I am a senior system software developer/researcher in the infrastructure team at Tencent. I was fortunate enough to work with Prof. Luo Mai on Project Ekko. I obtained my bachelor's degree at the South China University of Technology, advised by Prof. Qianli Ma. I am also an open-source contributor to the LLVM compiler backend.

My research interests lie in Computer Systems focusing on Cloud Systems, Machine Learning Systems, Serverless and Compilers.

Publications

Ekko: A Large-Scale Deep Learning Recommender System with Low-Latency Model Update

Chijun Sima*, Yao Fu*, Man-Kit Sit, Liyi Guo, Xuri Gong, Feng Lin, Junyu Wu, Yongsheng Li, Haidong Rong, Pierre-Louis Aublin, Luo Mai

OSDI 2022

Experience

Tencent

Jul 2020 - Present

• Designed and implemented Ekko (OSDI '22), a novel DLRS that enables low-latency model updates, in collaboration with other developers/researchers from Tencent and the University of Edinburgh. It serves over a billion users daily and significantly reduces the model update latency compared to state-of-the-art systems. It is widely used inside Tencent and improves the profitability of several recommenders.

• Designed and implemented Lightning, an SFI runtime powered by WebAssembly.

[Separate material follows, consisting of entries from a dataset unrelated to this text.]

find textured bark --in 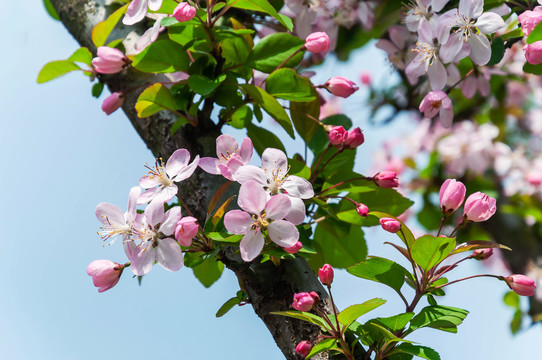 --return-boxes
[51,0,336,359]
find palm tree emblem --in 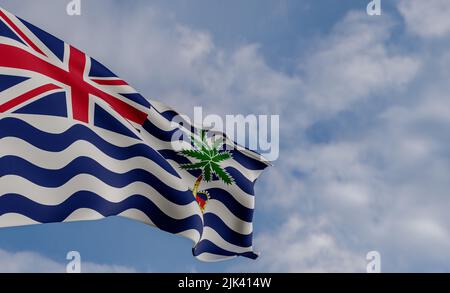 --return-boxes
[180,130,234,212]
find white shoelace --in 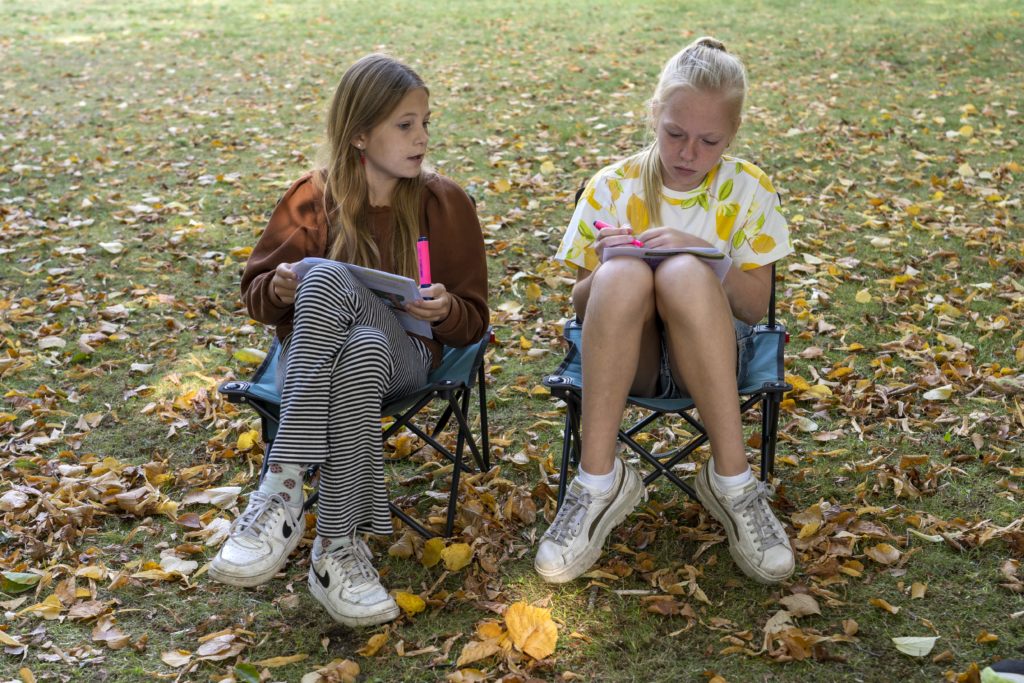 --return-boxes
[328,539,380,586]
[542,486,594,546]
[732,481,785,552]
[228,490,285,539]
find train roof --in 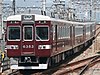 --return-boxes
[7,14,95,25]
[7,14,50,21]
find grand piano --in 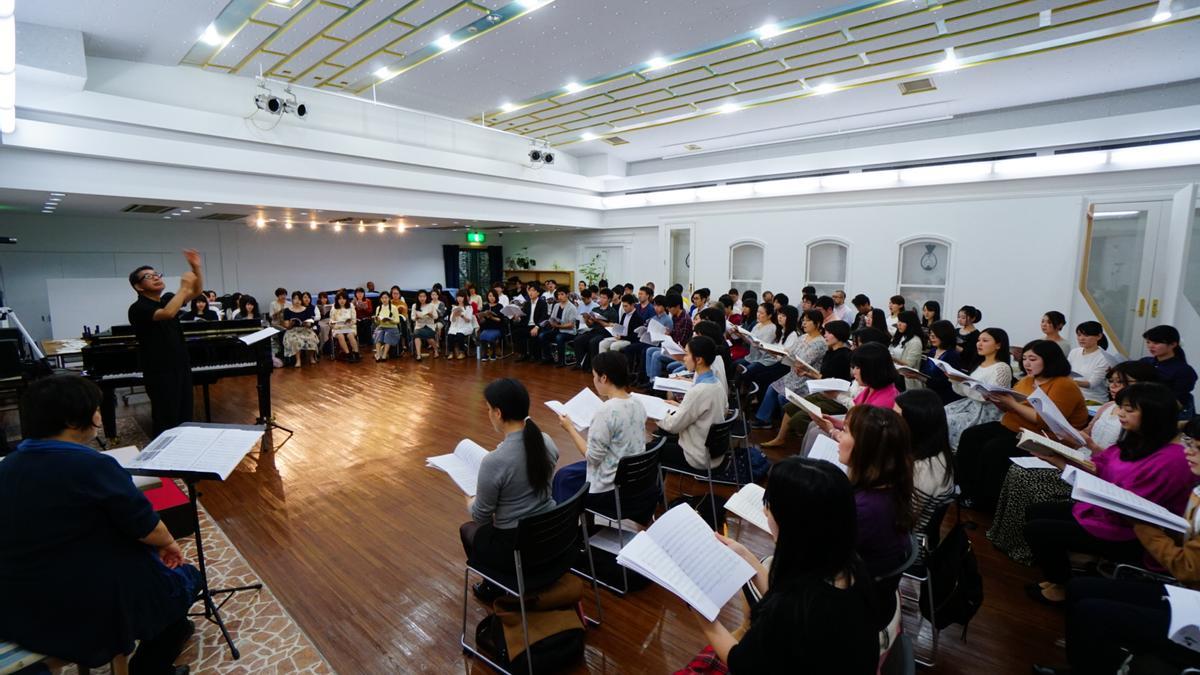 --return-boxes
[83,319,272,438]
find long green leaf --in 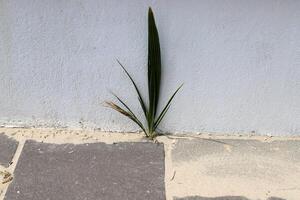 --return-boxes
[154,84,183,130]
[148,8,161,123]
[117,59,148,118]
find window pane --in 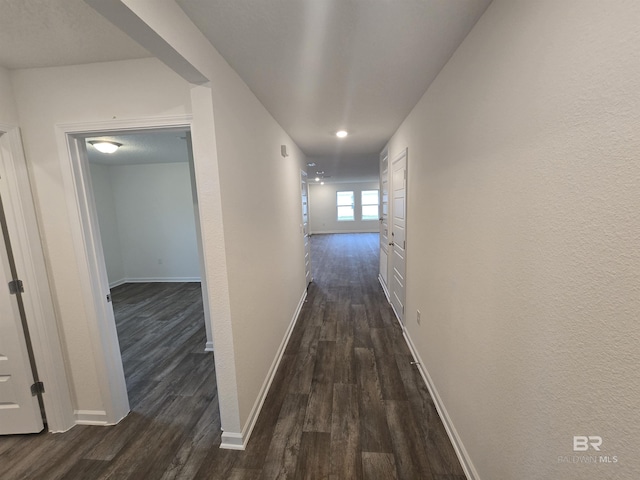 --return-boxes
[362,190,378,205]
[338,205,354,220]
[362,205,378,220]
[338,192,353,206]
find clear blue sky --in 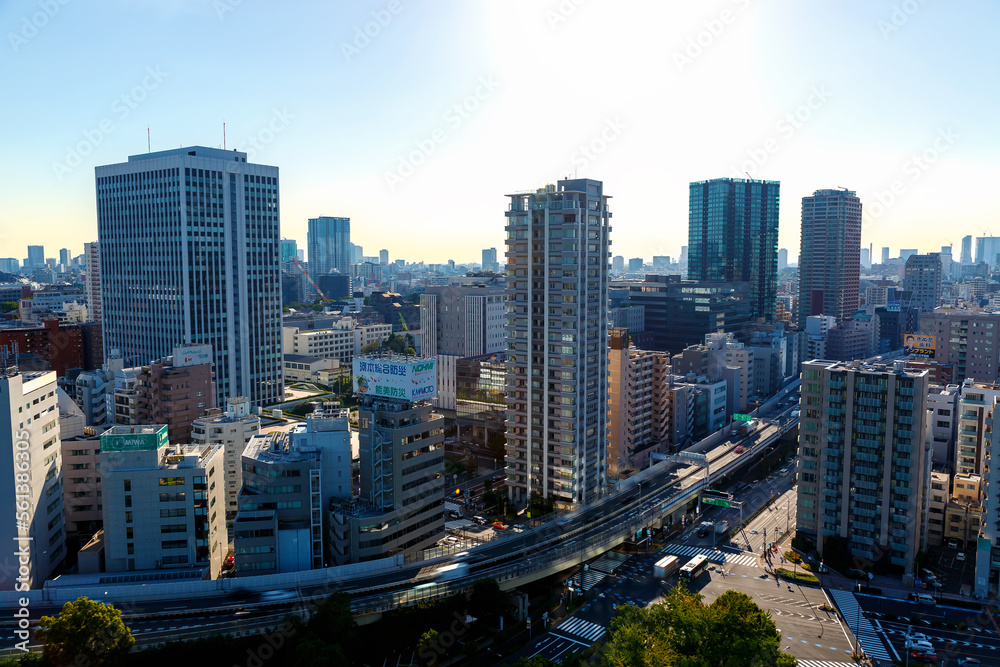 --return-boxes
[0,0,1000,262]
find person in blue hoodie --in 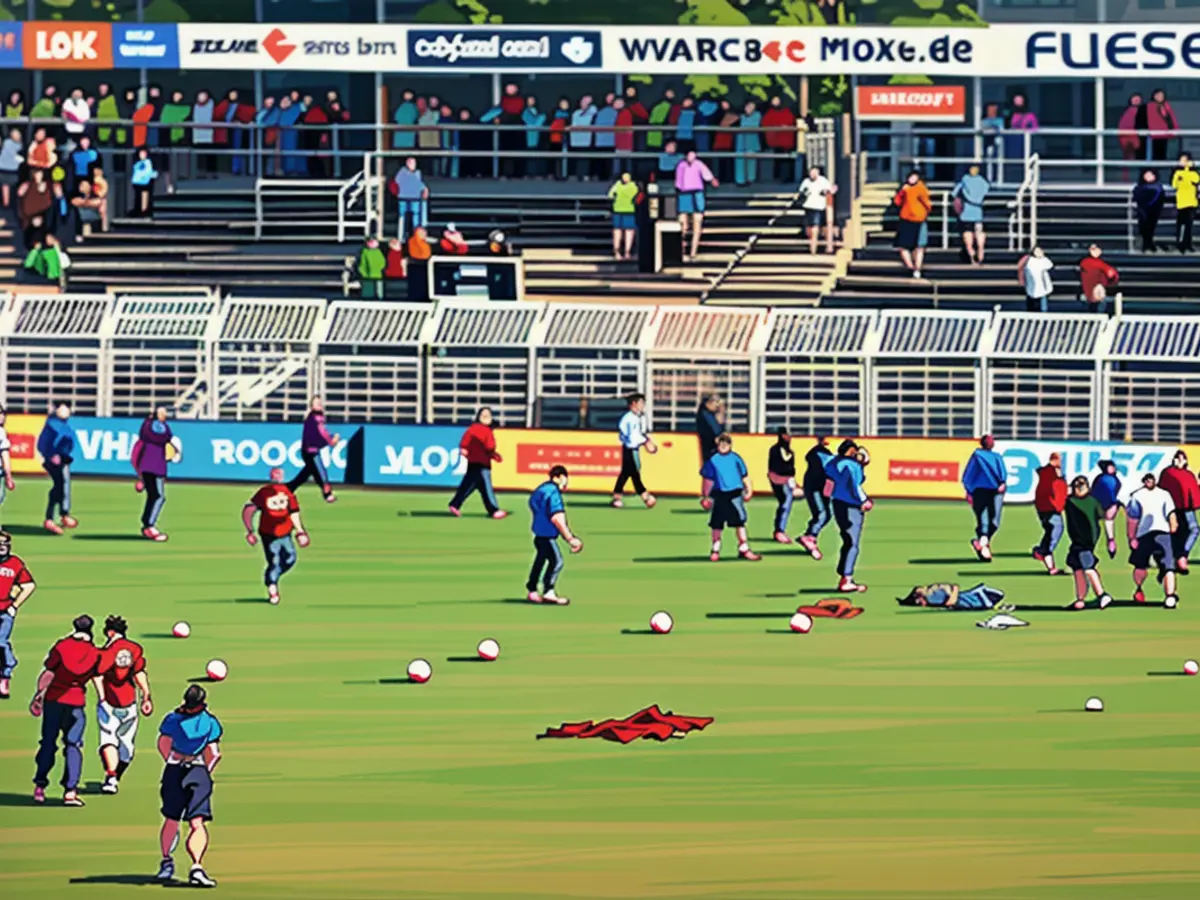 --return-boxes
[826,440,875,594]
[962,434,1008,563]
[37,403,79,534]
[1092,460,1121,559]
[797,437,833,559]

It is later used for implementing storage functions inside Tencent's multi-tenant storage services (e.g., Ekko/OSDI '22, PaxosStore/VLDB 2017). It is also in wide use as a serverless runtime inside Tencent. Compared with previous solutions, it has tighter resource control on tenants and is more scalable by leveraging tiered compilation and compilation cache techniques.

• Designed Ekko Elastic by incorporating a model shard placement scheduler inside Ekko. It provisions machines by using operation research techniques on resource requirements of different ML models. It helps cut the cluster cost by up to 30% compared to static provisioning.

• Implemented a consensus algorithm library with WAN optimizations (e.g., parallel phase 2). Notably, it uses an adaptive batching algorithm, improving latency and throughput. It was later used for geo-replication at Tencent, powering the message queue system inside Wechat and serving over a billion users.

LLVM

May 2018 - Present

• Improved the performance of the Semi-NCA algorithm implementation and worked to preserve the dominator tree along the optimization pipeline. (Speed up real-world samples up to 1980x.) Relevant changes were committed to LLVM 9.0.

• Unified API for updating Dominators in LLVM. The new API was committed to LLVM 7.0 and is in wide use. Mentored by Jakub Kuderski.